Last week I had a chance to leave my apartment and see the outer world, by visiting several cities.
This travel was a test for a remote work. But also helped to see how limited I'm passing the time without seeing something interesting. Just because thinking that's needed to work all the time, and there's no time for other activities.
My initial idea was to setup my two main workstations for a remote work, and use my old notebook for connecting remotely via AnyDesk. (Teamviewer analog)
As soon the travel has started - everything looked perfect. Until we started to move across the fields and faraway, without noticeable signs of life and signs of the mobile internet connection. Additionally, very soon my laptop battery hit the lowest levels, and I've closed it.
I've decided, well even if I don't have the internet and a computer, I can still work, by typing out some ideas to my mobile with a portable keyboard Targus.
After several days one workstation turned off for some reason, and even due to the setting of turning ON (in BIOS) it wasn't reacting and as a result I was working just on my second computer. I've created the copy of working folder and everything was available. I just thinking now that it could be better to move all information to the NAS with an access to the internet. But it requires some time and money for setting everything properly. It's all in the future. But definitely i should make some conclusions about it.
I've even managed to finish one project during evening times in this one-week vacation, have seen interesting places, and went back to my city.
Everything looked the same as it was before. But it felt like everything changed for me. I was happy and excited, completely recharged my energy and ready for new beginnings. Started the work, made several projects, and next day when was saving the project and cleaning up my After Effects cache got a bluescreen and reboot. After that one of two disks that were in Raid0 has died. System was not recognizing it and during the next several days I was hoping and trying to recover the system and data that was on this Raid.
Later I've decided that the only variant was just to reinstall the new system, and to continue the work as it is.
After checking the data that was stored on my second workstation, I've found that this 2-month-old raid didn't have anything so valuable as it might looked at the beginning. But still it was a huge demoralizing factor for me so, it was needed some time to return to normal mental state. A little lesson for more serious organization of data storage, and keeping the files in the right place. Learning the types of raids helped to understand which hardware is better to use. I mean cheaper but still efficient. Everyone is making such decisions by their own. But as for motion designer needs, I've defined some parameters that are important to use for building the storage.

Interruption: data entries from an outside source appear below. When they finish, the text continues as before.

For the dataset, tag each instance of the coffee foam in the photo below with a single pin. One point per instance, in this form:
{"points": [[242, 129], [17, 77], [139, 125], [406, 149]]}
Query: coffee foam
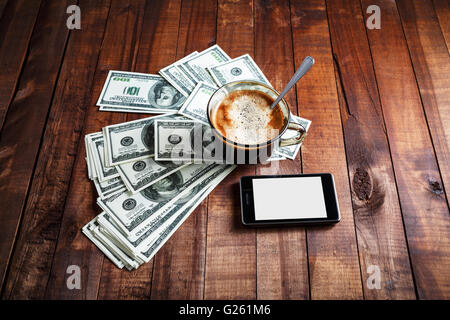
{"points": [[245, 117]]}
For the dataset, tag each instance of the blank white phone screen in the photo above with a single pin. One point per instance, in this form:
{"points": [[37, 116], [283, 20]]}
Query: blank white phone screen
{"points": [[288, 198]]}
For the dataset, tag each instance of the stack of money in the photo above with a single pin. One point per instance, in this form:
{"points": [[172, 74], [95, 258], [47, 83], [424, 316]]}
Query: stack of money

So, my initial setup was 2 NVMEs in raid0, it was providing
13000 Mbps of read and write speed, 4tb disk space
and none redundancy - everything lost when one disk has died.
in this case it was possible to do raid 1 option.

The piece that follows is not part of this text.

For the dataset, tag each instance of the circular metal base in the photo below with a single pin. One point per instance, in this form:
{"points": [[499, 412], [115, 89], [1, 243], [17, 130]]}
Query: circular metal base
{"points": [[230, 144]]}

speed is 2 times less but one disk is still having all the data and could be still usable system - and it's at least 1-3 days of saved time. which is important, when you have some ongoing project.

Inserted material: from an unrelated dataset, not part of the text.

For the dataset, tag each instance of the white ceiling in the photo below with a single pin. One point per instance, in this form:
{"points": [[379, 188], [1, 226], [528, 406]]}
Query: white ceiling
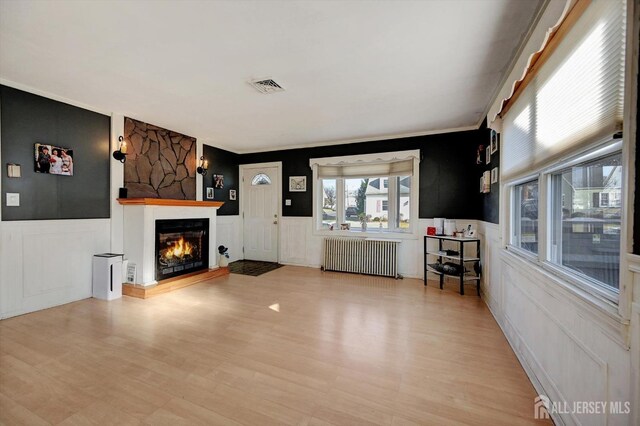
{"points": [[353, 70]]}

so, it's totally worth it to buy another disk and forget about unexpected situations somewhere in the future.
I was sure in NVMes because another setup was working without any issues for 2 last years. I was thinking that even if there will appear some bad segments - I'll be able to recovered them. It didn't happen.
Other options are Raid5 and Raid 10 - Raid 10 has more read speed and can recover the data if one disk dies. But it's needed at least 4 disks for this setup. So 4x1Tb or 4x500gb is the minimum option in this case.
You can create a disk iso image, and other things to protect the system and recover it from some previous time, but it's not the right solution. It takes more time and add a headache.
NAS - with SSDs on NVME, or even with cheap HDDs is also a good option, especially if you can use it via firewire. But it's just for storing footages and some projects, which are not so big in motion designers, as in video editors for example. But still a thing to consider.
Remote work requires an organizing of the overall workflow. But sometimes it's saves for losing the data completely, like in my case. If I was smarter earlier, then probably I could prevent this by spending just a little more money on buying additional disks and planning the backups schedule. But it is how it is. Before we hit hard there will be no reason to think about other variants. Project organization, folder structure, cleaning, setting up hardware and backups are also a part of the motion design work. But still, it's a path to the freedom and more comfortable creative environment.
Stay well and add to that a bit of luck.